小小画轴慢慢展开,花涟脸上一片娇羞道:“只是一个大概,或许他也没有这么英俊,我于事后草草画就的,服饰之类都已不准。”
“哈?啊?呃!”三三如被掐住脖子的鸡一般迸出许多感叹词来。
服饰确然不准,她父皇天魔皇陛下的这套衣服还须配一条银色宽腰带。
虽然彼时段小楼还是个年轻的威武将军,那时三三也远没有出生。但这双眼睛与这张脸绝对不会错。
父皇啊,你怎么年纪轻轻就四处拈花惹草,留下一屁股风流债啊……
“三三,你认识画中男子?”花姑姑有些激动。
牧白也以眼神相询。
“我,本宫,这,只是惊叹一下美男子而已。”真正是作孽啊。
作者有话要说:更完
高级面纱除不得
直待花姑姑离去,三三仍然惴惴不安东张西望。
父皇在天魔宫坐拥佳丽三千,也不知还会不会记得无边地狱里有一个女子曾经在千年前与他有缘一面,未能谱下什么佳话,也算短暂的露水情缘。
依照四公主对老美男的了解,他应是早已忘怀此事。
他心中入木三分的名字总在夜半反复提起,是那个致莲,莲儿,并不是什么花涟,或者其它。
抬头望,花苑中黑衣女子的背影纤弱而倔强,让三三顿时湿润了眼眶。她凝望女子身影融入一院飘香的金桂中,模糊了时间,仿佛回到千年前,自己父皇离开时,花涟那时才百岁,必然也是这般风姿绰约地相送,期待某日情郎回返给自己一个交待。
说与不说皆在一念间,同为女子,她也不懂对花姑姑而言,失望地等待或者等待到绝望哪个更好一些。
“丫头,不知为何,我总觉画上那个男子眉目和你有些相似!”博闻强记,善于鉴定古董的二老板牧白忽然冒出如此一句。
“呃……”她差点咬到自己的舌头,不禁顿足,将牧白拉去别处,偷偷附耳道:“那画上男子……是本宫的父皇。”
“啊?”温润男子也吓一跳,瞥一眼咬唇纠结的三三,居然略点点头说了一句:“果然父女连心,都喜欢始乱终弃……”
“胡说!”父皇的事她无从评论,但四公主殿下问心无愧,悍然之气升上眉梢,她拿指头戳着眼前一脸恍然的男子胸膛:“论起来,始乱终弃的那个是你,二老板牧白!本宫还未嫁,你已成鳏夫!”
牧白皱眉回道:“不是说好过往不再提?”
黄泉路33号内的这对男女一样薄幸,男子死了不到百日,乾坤已然翻覆,烟花也早已开了又谢。
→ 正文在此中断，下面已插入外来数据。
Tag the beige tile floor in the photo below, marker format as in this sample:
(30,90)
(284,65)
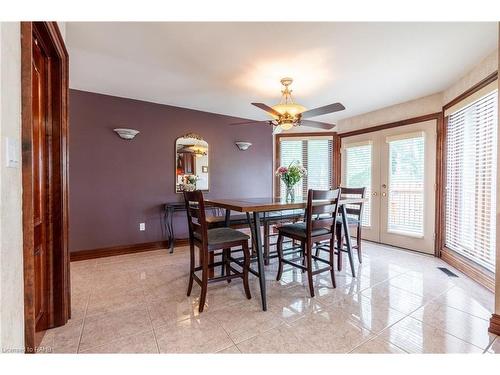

“总之,你们男子都一样没有心肝!”公主殿下气呼呼下了定论,若有打神鞭在手,恨不能朝这些负心汉抽打上去。
“也不能这么说,无浪知道丫头这样一杆子将他打翻在内,定会黯然伤心。”他的口气揶揄,挪开几步,装作查看墙角的绿色藤萝,眸光有些不妥。
墙外有散仙行过,功力不强不弱,自己只需不到十招就可以将其制服,吞下灵丹,成全今日要收集的功力。
三三也有些知觉,牧白的脸有些微妙的改变。
自己在唠叨的话,他心不在焉地左耳进右耳出,一双手却聚气似得摆出了三指对地的造型。
从前的二老板从来不会轻视壮妹至此。
他的表情就像听到“甜糕”二字的大老板无浪,蠢蠢欲动,眼睛中都冒着贪婪之光。谛望兽附身的牧白,就好似随时都要腾跃出高墙,抓住一个无辜的小仙吸魂。
到此境地,让三三很有些无措。
拦还是不拦?
近日选择颇多,说不说,拦不拦为难的都是她自己一个。
情不自禁一把拉住了迈动脚步的二老板衣袖,用力扯起,嘴里却说着奇怪的问话:“牧白,你如今功夫究竟有多好?”
问完后收获他有些轻视的眼神。
三三惭愧地垂下头,真是的,在天界问对方功夫究竟有多好就好比人间女子问男子“你家究竟有多少财物”。
十分不得当啊,也难怪小鳏夫几乎要振袖而去。
若换作以前,在黄泉路33号的后院里,根本无须问。但问了也无妨,温柔情郎定会耐心地在她耳边将功夫详说给她听。
“丫头知道无浪功夫有多高吗?”他吊眉而笑,笑容不比板脸缓和多少,倒是不再关心墙外的散仙,回过神来问着三三:“世子鹤劫放的功夫应该很高吧。听说暄城将军都不是他的对手。丫头和无浪的功夫哪个更好些?”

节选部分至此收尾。